上告代理人笠原房夫の上告理由第一点について。

原審の認定するところによれば、本件売渡処分は、買収の時期において本件土地の転借人として現実に耕作の業務を営んでいた訴外山近四郎が売渡手続の存在を知らなかつたため買受の申込をなさず、転貸人である上告人が耕作者として買受の申込をしたため上告人を売渡の相手方として行われたというのであり、しかも上告人は、その当時から売渡処分の取消があるまで本件土地を自ら耕作したことは一度もないというのであつて、本件売渡処分は、現実の耕作者である右山近を自作農化する結果とはならず、却つてその耕作権を一旦消滅させ(自作農創設特別措置法二二条)、同人に対しては地主的地位に当る上告人に単に土地の所有権を付与するに終つたことが明らかである。してみると、本件売渡処分は、現実に耕作の業務を営む小作農を自作農化することにより耕作者の地位の安定を図ろうとする自作農創設特別措置法の目的に全く反する違法の処分であることが顕著であるといわなければならない。他面、原審認定の事実によれば、本件売渡処分と取消処分との間に約三年の年月の経過があるとはいえ、その間、事実上法律上の状態にはほとんど変動はなく、右処分の取消により関係人の被る不利益が特に重大であると認めるべき格別の事情もうかがわれないところである。従つて、以上のような事情の下では、本件売渡処分を放置することによる公益上の不利益は、処分の取消により関係人に及ぼす不利益に比してはるかに重大であり、本件売渡処分を取り消すべき公益上の必要があるものと解するのが相当である。されば右取消処分は適法であり、これと同趣旨に出た原審の判断は正当である。

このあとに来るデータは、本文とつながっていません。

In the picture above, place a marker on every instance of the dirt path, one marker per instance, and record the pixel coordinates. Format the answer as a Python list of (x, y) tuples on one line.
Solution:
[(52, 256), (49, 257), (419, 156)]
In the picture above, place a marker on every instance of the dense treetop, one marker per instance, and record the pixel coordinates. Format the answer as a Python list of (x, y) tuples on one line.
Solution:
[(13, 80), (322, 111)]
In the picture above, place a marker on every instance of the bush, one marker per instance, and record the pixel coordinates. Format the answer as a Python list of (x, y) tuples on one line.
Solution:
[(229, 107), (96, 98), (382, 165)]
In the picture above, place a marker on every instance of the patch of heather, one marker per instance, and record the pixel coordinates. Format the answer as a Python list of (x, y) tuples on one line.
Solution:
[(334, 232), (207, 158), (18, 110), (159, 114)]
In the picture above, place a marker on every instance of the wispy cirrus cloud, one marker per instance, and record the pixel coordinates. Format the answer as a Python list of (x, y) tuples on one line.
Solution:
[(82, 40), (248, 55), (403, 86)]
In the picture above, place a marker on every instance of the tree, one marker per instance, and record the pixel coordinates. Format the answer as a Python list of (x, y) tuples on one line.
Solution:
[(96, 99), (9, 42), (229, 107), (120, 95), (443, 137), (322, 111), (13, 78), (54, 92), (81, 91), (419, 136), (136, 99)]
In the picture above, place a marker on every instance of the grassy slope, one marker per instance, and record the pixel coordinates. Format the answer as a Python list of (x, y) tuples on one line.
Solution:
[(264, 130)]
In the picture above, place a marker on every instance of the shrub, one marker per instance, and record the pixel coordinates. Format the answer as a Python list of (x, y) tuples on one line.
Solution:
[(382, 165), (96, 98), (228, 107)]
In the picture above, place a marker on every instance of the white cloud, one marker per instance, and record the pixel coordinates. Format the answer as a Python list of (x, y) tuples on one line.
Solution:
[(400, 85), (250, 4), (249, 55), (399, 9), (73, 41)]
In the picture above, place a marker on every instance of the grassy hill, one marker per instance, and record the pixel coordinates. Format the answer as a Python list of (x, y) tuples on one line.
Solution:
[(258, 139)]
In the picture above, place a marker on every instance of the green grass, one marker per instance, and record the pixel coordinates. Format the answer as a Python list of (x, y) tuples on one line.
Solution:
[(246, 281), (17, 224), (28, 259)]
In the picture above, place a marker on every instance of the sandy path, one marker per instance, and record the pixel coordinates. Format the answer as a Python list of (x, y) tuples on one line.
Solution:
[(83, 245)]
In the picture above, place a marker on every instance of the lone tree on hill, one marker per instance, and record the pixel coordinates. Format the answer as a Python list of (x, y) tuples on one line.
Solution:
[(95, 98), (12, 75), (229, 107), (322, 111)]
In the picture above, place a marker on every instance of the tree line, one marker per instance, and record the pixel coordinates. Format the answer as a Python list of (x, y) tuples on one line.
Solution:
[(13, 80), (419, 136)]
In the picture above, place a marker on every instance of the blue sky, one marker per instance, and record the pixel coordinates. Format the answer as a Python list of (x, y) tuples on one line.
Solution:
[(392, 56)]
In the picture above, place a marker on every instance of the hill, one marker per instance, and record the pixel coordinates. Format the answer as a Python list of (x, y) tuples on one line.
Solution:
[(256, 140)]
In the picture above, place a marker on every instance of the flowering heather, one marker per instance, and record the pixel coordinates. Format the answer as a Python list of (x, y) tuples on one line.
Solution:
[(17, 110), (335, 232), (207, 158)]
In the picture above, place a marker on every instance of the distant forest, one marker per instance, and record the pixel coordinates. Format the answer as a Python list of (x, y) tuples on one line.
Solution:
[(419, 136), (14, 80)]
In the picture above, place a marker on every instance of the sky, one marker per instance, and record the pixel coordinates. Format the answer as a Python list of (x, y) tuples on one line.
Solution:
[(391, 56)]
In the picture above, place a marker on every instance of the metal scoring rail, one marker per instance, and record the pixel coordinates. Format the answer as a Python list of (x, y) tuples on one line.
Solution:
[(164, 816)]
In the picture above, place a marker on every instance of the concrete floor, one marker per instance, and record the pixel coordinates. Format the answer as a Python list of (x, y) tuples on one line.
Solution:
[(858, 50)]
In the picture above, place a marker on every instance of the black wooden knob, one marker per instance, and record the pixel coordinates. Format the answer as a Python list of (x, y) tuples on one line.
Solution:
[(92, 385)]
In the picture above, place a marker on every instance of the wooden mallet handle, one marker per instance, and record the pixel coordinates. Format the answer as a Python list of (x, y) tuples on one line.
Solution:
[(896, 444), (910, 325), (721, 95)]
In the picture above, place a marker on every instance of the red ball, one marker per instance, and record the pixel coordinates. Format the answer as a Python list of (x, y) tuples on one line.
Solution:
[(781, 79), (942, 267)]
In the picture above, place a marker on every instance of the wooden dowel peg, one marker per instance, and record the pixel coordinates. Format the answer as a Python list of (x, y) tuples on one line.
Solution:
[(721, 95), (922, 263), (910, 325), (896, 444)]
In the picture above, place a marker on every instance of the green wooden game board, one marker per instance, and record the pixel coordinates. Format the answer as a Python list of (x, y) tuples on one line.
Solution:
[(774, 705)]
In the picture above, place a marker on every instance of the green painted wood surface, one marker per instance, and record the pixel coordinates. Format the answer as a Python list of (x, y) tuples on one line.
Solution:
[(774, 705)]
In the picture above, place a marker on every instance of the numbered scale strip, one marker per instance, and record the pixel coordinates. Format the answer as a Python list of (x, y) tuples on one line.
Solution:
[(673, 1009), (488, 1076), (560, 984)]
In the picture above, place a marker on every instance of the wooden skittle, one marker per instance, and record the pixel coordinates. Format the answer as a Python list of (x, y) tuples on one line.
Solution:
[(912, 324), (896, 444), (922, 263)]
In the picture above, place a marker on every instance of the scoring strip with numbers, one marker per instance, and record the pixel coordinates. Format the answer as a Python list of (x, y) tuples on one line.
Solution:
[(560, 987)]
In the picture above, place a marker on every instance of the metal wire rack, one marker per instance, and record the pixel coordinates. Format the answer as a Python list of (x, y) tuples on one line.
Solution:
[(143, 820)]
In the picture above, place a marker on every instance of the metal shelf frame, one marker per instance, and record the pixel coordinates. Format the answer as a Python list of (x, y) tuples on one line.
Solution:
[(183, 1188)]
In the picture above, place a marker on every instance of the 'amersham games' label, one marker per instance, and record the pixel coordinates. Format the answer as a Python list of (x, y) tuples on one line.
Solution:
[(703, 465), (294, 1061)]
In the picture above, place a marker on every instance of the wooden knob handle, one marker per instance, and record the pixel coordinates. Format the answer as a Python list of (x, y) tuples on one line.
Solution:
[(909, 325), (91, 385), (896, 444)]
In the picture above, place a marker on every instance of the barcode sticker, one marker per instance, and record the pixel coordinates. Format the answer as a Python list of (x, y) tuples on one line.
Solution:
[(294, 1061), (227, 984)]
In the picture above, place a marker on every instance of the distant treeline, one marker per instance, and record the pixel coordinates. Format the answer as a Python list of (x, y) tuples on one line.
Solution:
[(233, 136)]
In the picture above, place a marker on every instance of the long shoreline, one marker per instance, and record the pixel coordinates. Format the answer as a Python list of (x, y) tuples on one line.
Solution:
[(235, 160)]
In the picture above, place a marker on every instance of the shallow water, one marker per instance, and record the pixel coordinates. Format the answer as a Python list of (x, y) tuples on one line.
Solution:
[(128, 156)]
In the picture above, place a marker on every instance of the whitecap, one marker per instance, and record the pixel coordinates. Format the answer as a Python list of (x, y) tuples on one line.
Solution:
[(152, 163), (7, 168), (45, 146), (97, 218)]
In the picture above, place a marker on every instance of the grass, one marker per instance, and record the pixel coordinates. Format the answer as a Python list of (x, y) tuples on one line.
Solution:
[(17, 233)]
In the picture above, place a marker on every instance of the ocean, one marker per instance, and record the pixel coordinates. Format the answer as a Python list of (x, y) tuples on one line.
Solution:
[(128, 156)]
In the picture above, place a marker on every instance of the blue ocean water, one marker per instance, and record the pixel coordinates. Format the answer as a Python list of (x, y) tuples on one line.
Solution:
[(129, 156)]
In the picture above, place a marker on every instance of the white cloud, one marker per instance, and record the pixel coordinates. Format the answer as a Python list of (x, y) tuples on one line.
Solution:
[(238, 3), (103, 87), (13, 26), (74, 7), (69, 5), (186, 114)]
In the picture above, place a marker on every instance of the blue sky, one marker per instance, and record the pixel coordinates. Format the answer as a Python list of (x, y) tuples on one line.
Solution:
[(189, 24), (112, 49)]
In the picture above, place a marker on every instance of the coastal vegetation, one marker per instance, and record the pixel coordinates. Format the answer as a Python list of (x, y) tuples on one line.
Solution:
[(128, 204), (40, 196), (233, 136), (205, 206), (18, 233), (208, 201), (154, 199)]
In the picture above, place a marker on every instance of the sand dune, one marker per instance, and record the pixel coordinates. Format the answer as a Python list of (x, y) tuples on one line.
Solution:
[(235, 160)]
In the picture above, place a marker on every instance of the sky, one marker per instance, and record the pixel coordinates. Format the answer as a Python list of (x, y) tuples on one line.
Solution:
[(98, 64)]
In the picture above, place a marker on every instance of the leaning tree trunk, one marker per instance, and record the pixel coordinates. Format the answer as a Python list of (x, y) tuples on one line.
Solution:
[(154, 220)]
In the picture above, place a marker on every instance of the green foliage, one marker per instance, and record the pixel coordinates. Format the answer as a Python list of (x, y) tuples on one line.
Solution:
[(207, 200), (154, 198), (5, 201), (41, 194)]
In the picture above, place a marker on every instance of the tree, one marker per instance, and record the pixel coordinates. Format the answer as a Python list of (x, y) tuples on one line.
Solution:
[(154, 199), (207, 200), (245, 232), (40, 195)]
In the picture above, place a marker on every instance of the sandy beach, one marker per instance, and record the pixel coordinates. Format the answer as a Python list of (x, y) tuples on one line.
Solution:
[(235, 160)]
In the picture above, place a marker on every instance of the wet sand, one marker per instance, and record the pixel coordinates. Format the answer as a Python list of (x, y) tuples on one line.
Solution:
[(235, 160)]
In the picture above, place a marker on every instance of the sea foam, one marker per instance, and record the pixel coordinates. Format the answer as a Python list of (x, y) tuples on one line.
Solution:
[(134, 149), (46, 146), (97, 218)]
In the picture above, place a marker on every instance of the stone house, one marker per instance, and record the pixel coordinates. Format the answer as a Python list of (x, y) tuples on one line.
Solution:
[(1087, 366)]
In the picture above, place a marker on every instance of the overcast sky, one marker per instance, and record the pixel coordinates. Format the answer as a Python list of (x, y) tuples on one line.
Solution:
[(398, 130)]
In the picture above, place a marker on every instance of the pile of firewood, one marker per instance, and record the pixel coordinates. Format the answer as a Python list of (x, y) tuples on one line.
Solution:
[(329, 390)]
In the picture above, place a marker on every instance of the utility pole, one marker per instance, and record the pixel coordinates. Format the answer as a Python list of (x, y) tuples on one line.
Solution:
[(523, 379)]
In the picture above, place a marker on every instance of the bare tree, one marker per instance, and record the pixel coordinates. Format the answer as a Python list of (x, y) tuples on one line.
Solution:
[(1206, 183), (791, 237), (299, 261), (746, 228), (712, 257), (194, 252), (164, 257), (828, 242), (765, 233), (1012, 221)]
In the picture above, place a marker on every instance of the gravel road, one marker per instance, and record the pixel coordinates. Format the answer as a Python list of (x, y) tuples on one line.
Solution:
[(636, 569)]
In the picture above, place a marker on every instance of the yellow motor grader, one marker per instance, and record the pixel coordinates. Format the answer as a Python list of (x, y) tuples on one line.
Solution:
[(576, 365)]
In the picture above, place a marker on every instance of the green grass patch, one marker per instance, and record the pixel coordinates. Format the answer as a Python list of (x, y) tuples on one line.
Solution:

なお、論旨中には、訴外山近四郎は、その転借につき農地委員会の承認を得ていない旨云為する点もあるが、原審の認定する事情の下で、仮りに右承認がなかつたとしても、上告人を差しおいて同人を売渡の相手方として選定することは必ずしも不相当とはいい得ないから、被上告人が本件土地を改めて同人に売渡すべきことを売渡処分取消の理由としたとしても、このため右処分が違法となるものとは解されない。

以上の判断に反する論旨は、独自の見解を主張するものであるか、又は原審の事実認定を非難するものであつて、いずれも採用することができない。

同第二点について。

論旨は「最高裁判所における民事上告事件の審判の特例に関する法律」(昭和二五年五月四日法律一三八号)一号乃至三号のいずれにも該当せず、又同法にいわゆる「法令の解釈に関する重要な主張を含む」ものと認められない。

よつて、民訴四〇一条、九五条、八九条に従い、裁判官全員一致で、主文のとおり判決する。